In the late-1970s, he turned to sculpture, architecture and design, greatly increasing the scale of his work, if not his art world profile. Over the next two decades he developed public artworks and parks, airport rest areas, artificial islands and other architectural projects that frequently embraced participation, change and playfulness. Notable works of this period include: Personal Island, designed for Zwolle, the Netherlands (1994); Walkways Through the Wall at the Wisconsin Center, in Milwaukee, WI (1998); and Murinsel, for Graz, Austria (2003). Retrospectives of Acconci's work have been organized by the Stedelijk Museum in Amsterdam (1978) and the Museum of Contemporary Art, Chicago (1980), and his work is in numerous public collections, including those of the Museum of Modern Art and Whitney Museum of American Art. He has been recognized with fellowships from the National Endowment for the Arts (1976, 1980, 1983, 1993), John Simon Guggenheim Memorial Foundation (1979), and American Academy in Rome (1986). In addition to his art and design work, Acconci taught at many higher learning institutions. Acconci died on April 28, 2017, in Manhattan at age 77.
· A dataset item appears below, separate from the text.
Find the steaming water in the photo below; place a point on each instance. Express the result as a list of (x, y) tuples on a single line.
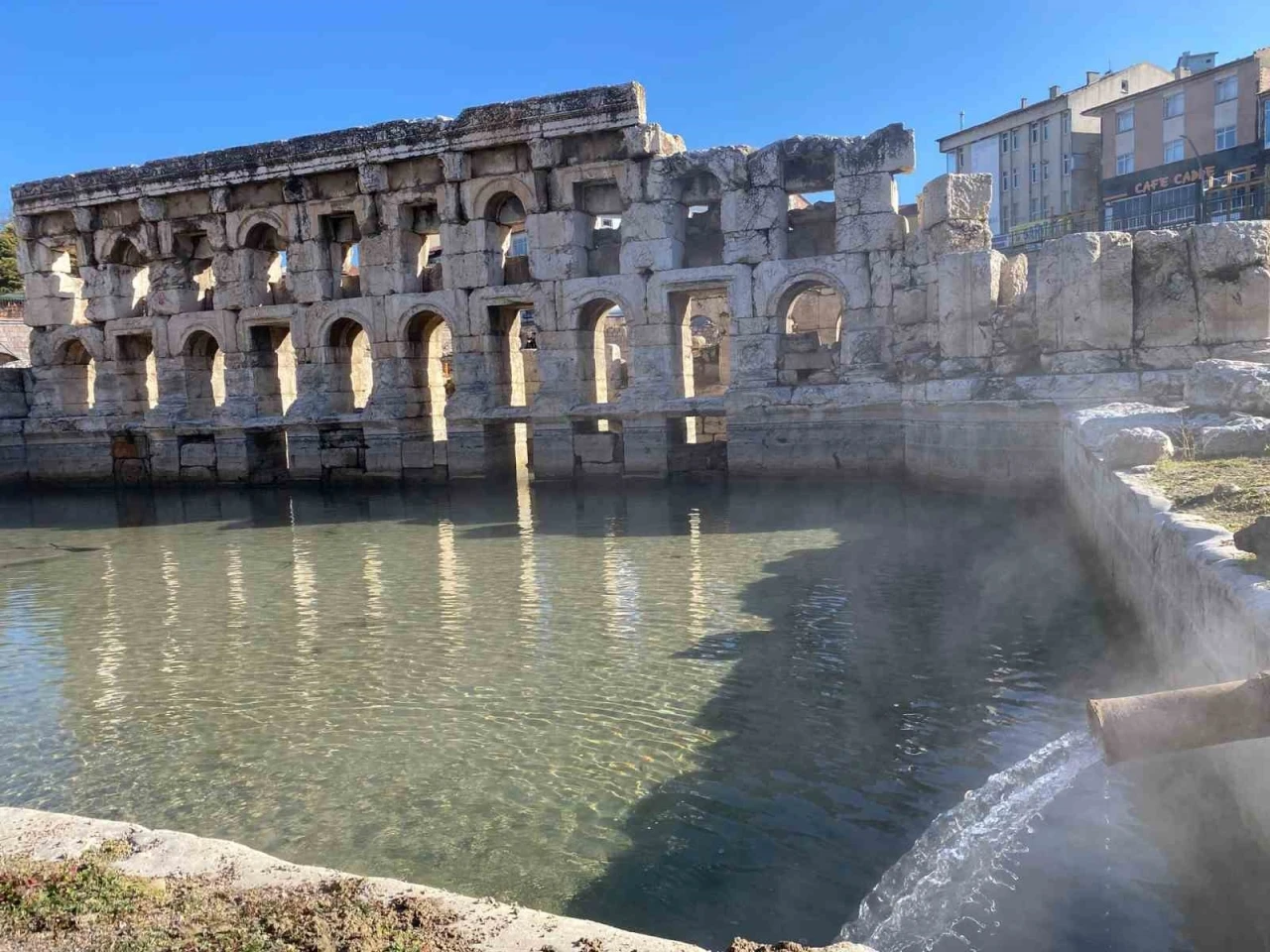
[(938, 883), (699, 712)]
Acconci was born Vito Hannibal Acconci in the Bronx, New York, in 1940. After attending a Roman Catholic elementary school, he attended Regis High School in Manhattan. He then graduated from the College of the Holy Cross in Worcester, Massachusetts, with a Bachelor of Arts with honors in English literature in 1962. As an undergraduate at Holy Cross, Acconci was co-editor of the college's literary magazine, The Purple. He then earned a Master of Fine Arts in literature and poetry from the University of Iowa. He later recalled: "There wasn't a woman in my classroom between kindergarten and graduate school." Then he returned to New York City to pursue a career as a poet.
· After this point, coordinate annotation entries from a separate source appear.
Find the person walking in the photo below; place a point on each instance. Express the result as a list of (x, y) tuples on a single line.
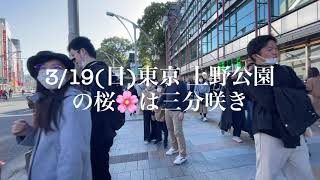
[(174, 115), (160, 118), (230, 117), (150, 125), (279, 141), (60, 132), (201, 90), (104, 123)]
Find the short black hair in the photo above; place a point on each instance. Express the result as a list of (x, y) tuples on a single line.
[(82, 42), (313, 72), (177, 70), (256, 44)]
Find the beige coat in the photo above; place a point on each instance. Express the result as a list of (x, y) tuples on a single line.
[(313, 85)]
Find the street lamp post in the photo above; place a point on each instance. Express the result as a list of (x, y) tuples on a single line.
[(73, 19)]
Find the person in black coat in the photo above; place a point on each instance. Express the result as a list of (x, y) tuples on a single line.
[(276, 148), (104, 123)]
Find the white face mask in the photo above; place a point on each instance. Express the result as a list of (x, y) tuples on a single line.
[(51, 81), (271, 61)]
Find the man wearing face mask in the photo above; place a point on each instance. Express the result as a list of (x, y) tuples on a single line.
[(104, 123), (277, 150), (201, 90)]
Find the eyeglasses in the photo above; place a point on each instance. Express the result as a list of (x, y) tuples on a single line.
[(42, 66)]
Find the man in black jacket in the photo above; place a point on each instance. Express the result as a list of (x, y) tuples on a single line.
[(104, 123), (276, 149)]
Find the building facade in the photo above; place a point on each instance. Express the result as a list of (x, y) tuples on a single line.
[(208, 33), (11, 72)]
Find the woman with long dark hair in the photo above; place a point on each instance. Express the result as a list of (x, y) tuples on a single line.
[(61, 128)]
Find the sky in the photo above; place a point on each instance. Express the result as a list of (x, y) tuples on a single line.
[(43, 24)]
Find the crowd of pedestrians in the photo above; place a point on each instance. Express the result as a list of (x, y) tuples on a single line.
[(75, 143)]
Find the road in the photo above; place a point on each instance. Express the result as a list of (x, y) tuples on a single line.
[(15, 108)]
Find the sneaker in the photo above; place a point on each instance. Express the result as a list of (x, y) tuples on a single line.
[(222, 132), (179, 160), (237, 139), (165, 144), (171, 151)]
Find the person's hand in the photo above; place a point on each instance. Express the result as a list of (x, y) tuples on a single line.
[(19, 128), (180, 116)]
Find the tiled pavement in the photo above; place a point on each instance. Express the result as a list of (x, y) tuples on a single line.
[(210, 154)]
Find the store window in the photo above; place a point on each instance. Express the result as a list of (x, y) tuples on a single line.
[(245, 18), (204, 43), (194, 50), (279, 7), (315, 56)]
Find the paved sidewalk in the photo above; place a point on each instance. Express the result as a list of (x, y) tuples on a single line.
[(210, 154)]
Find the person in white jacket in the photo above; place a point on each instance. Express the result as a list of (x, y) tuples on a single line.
[(60, 132)]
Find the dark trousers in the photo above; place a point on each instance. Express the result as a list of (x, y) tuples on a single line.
[(100, 164), (148, 125), (162, 127), (249, 109), (237, 122)]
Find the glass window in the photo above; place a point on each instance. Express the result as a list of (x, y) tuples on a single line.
[(194, 50), (279, 7), (183, 57), (262, 12), (245, 18), (220, 34), (233, 26), (214, 40), (315, 56), (227, 30), (209, 41), (204, 44)]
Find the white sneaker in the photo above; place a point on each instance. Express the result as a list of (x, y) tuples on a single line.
[(171, 151), (179, 160), (237, 139)]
Acconci began his career as a poet, editing and self-publishing the poetry magazine 0 TO 9 with Bernadette Mayer in the late 1960s. Produced in quantities of 100 to 350 copies per issue on a mimeograph machine, the magazine mixed contributions by both poets and artists.

In the late 1960s, Acconci transformed himself into a performance and video artist using his own body as a subject for photography, film, video, and performance. Most of his early work incorporated subversive social comment. His performance and video work was marked heavily by confrontation and Situationism. In the mid-1970s, Acconci expanded his métier into the world of audio/visual installations. The Museum of Modern Art describes Following Piece as a work in which Acconci randomly selected individual passersby in New York City and followed them until they entered a building.

One installation/performance work from this period, perhaps his best known work, is Seedbed (January 15–29, 1972). In Seedbed Acconci lay hidden underneath a gallery-wide ramp installed at the Sonnabend Gallery, masturbating while vocalizing into a loudspeaker his fantasies about the visitors walking above him on the ramp. One motivation behind Seedbed was to involve the public in the work's production by creating a situation of reciprocal interchange between artist and viewer.

His 1969 work Following Piece involved him following random pedestrians in New York City until they entered a building.